Tout ceci pour conclure qu’une fois de plus l’effet d’annonce est en fait une poudre aux yeux, que les Français ne peuvent pas faire confiance à nos dirigeants en ce qui concerne la maîtrise pratique de la situation catastrophique de l’enseignement en France. Sans compter que cet effet d’annonces concerne des préconisations et n’augure en rien d’un changement dans les programmes. Pensez, une grève est si vite arrivée !
Est-ce à dire pour autant qu’il n’y a pas de solution ? Bien sûr que non ! Les solutions existent bel et bien !
Les candidats au professorat ne sont pas plus sots que leurs aînés, il suffirait de les munir d’un viatique pédagogique sérieux et qui les préparent vraiment à la transmission des savoirs.
Pas question de revenir des décennies en arrière, mais un constat s’impose à moi : jusqu’aux années 60, les instituteurs s’appuyaient sur des « livres du maître » qui étaient de vraies bibles de leçons, allant jusqu’à proposer deux ou trois méthodes d’apprentissage pour une même notion (la soustraction par exemple).
Et la boucle est bouclée.

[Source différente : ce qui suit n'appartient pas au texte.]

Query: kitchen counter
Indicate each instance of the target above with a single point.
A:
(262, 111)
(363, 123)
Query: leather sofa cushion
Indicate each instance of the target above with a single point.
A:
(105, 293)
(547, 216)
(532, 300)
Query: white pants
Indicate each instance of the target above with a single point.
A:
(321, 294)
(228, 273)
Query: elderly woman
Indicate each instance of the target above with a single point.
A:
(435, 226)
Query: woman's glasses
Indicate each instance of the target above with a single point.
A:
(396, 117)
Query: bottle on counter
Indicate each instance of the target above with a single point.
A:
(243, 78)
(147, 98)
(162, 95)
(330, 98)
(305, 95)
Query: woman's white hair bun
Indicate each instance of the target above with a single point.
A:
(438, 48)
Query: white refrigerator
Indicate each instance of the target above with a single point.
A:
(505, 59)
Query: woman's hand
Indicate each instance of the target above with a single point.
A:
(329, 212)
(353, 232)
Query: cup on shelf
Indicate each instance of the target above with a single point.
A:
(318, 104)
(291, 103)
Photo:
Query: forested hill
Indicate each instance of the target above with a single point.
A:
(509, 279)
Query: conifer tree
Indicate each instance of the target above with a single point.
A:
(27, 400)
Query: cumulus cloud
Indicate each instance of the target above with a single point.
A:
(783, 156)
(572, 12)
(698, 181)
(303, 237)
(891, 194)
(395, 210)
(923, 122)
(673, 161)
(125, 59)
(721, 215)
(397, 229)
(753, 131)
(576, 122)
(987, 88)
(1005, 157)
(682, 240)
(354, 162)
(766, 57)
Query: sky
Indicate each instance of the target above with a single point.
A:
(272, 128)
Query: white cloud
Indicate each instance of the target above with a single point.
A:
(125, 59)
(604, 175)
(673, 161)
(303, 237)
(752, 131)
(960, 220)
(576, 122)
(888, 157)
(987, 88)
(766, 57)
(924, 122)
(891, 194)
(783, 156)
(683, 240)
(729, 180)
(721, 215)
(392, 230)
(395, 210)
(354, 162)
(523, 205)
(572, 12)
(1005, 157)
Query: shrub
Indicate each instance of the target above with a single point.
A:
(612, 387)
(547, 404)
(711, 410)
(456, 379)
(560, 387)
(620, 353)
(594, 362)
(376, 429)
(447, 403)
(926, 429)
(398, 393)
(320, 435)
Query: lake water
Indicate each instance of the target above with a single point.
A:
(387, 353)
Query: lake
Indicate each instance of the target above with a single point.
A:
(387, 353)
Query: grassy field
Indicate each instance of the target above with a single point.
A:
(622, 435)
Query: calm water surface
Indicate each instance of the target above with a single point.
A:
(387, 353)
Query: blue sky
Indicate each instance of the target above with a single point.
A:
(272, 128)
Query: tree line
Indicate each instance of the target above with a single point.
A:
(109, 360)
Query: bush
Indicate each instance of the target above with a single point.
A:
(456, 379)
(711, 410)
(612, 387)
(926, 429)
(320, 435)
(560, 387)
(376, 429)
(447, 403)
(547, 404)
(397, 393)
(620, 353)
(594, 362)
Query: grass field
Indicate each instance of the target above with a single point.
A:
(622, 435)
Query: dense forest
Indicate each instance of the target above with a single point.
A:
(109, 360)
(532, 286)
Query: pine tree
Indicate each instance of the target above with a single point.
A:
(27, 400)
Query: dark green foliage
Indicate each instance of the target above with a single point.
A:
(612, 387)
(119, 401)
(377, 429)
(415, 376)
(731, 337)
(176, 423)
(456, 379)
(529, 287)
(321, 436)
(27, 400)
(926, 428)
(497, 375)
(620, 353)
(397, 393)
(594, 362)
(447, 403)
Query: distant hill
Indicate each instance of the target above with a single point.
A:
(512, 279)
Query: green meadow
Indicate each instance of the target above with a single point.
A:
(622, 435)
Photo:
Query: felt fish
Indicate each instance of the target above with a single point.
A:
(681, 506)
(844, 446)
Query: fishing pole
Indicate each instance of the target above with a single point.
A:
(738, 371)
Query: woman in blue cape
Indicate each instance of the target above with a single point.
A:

Les auteurs de ces ouvrages n’avaient pas eu besoin des éminents spécialistes es-neurosciences pour savoir que tout le monde n’a pas le même schéma de compréhension, et leur bon sens pratique les avait fait conclure à une formulation simple : tant que le « maître » n’a pas expliqué la même chose de deux ou trois manières différentes, il n’a pas accompli sa tâche.
Alors, si la sagesse consistait à aménager les recettes qui ont bien fonctionné et à les adapter à nos jeunes enseignants et écoliers ?
Ce serait sans doute une bonne solution pour que les élèves d’aujourd’hui soient la force de la France de demain.